Weight Modification

Permanently modify model weights to bake in steering behaviors. Unlike runtime activation steering (hooks), weight modifications are permanent and the exported model no longer needs steering vectors at inference time.

Overview

Wisent provides three main approaches to permanent weight modification:

1. Norm-Preserving Directional Projection (Recommended)

Decomposes weights into magnitude and direction, projects only the direction while preserving original magnitudes. Maintains model intelligence and reasoning capabilities. Can add or remove behaviors.

2. Additive Weight Modification

Adds bias toward steering direction directly in weights. More conservative approach that preserves capabilities better. Equivalent to pre-computing the steering.

3. Standard Directional Projection (Legacy)

This equation is used for reducing dimensions along the direction of the steering vector; however, this removal is not advised because it alters weight norms and might reduce model performance. To Remove Dimensions Parallel to Steering Vector Do Not Recommend As It

Python API

Import Weight Modification Functions
from wisent.core.weight_modification import (
    # Norm-Preserving Directional Modification (RECOMMENDED)
    project_weights,
    project_weights_norm_preserved,
    project_weights_multi_direction,
    project_weights_titan,

    # Additive (bake steering into weights)
    bake_steering_into_weights,

    # Export
    export_modified_model,
    save_modified_weights,
    compare_models,

    # Multi-direction methods
    train_and_bake_titan,
    train_and_bake_prism,
    train_and_bake_pulse,

    # Guided modification
    run_guided_modification,

    # Multi-concept
    run_multi_concept_modification,
)

Norm-Preserving Projection (Abliteration)

This method works best when you need to eliminate problematic behaviors such as the model refusing too often, all while keeping its core capabilities intact.

Basic Abliteration
from wisent.core.weight_modification import (
    project_weights,
    export_modified_model,
)

# Load your model
from transformers import AutoModelForCausalLM
model = AutoModelForCausalLM.from_pretrained("meta-llama/Llama-3-8B-Instruct")
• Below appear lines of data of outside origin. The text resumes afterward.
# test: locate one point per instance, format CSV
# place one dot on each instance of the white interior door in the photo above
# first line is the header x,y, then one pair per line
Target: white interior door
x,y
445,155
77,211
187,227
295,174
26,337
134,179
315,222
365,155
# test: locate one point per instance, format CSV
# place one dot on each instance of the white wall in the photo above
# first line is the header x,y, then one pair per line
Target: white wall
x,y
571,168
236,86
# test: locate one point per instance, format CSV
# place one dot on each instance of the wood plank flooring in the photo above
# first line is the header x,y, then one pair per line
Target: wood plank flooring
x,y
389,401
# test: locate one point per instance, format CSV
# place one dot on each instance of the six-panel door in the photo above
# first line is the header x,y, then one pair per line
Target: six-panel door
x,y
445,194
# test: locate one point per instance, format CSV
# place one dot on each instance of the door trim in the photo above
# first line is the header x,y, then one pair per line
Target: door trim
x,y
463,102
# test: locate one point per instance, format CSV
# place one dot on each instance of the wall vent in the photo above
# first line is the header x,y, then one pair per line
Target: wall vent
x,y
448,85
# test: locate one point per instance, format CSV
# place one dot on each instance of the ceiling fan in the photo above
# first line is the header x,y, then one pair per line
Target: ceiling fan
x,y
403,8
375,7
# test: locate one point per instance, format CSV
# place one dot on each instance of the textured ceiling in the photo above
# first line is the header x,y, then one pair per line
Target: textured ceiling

# steering_vectors is a dict of layer_name -> tensor
# These come from contrastive pair training
project_weights(
    model,
    steering_vectors,
    strength=1.0,  # 1.0 = full projection
    norm_preserve=True,  # Default, maintains weight magnitudes
)

# Export the modified model
export_modified_model(model, "path/to/abliterated-model")
With Biprojection (Preserve Harmless Directions)
from wisent.core.weight_modification import project_weights_norm_preserved

# Biprojection: remove harmful direction while preserving harmless
project_weights_norm_preserved(
    model,
    steering_vectors,       # Directions to remove
    harmless_vectors=harmless_vectors,  # Directions to preserve
    strength=1.0,
)

Additive Weight Modification

Instead of deleting instructions, incorporate direct steering into weights; useful for strengthening performance.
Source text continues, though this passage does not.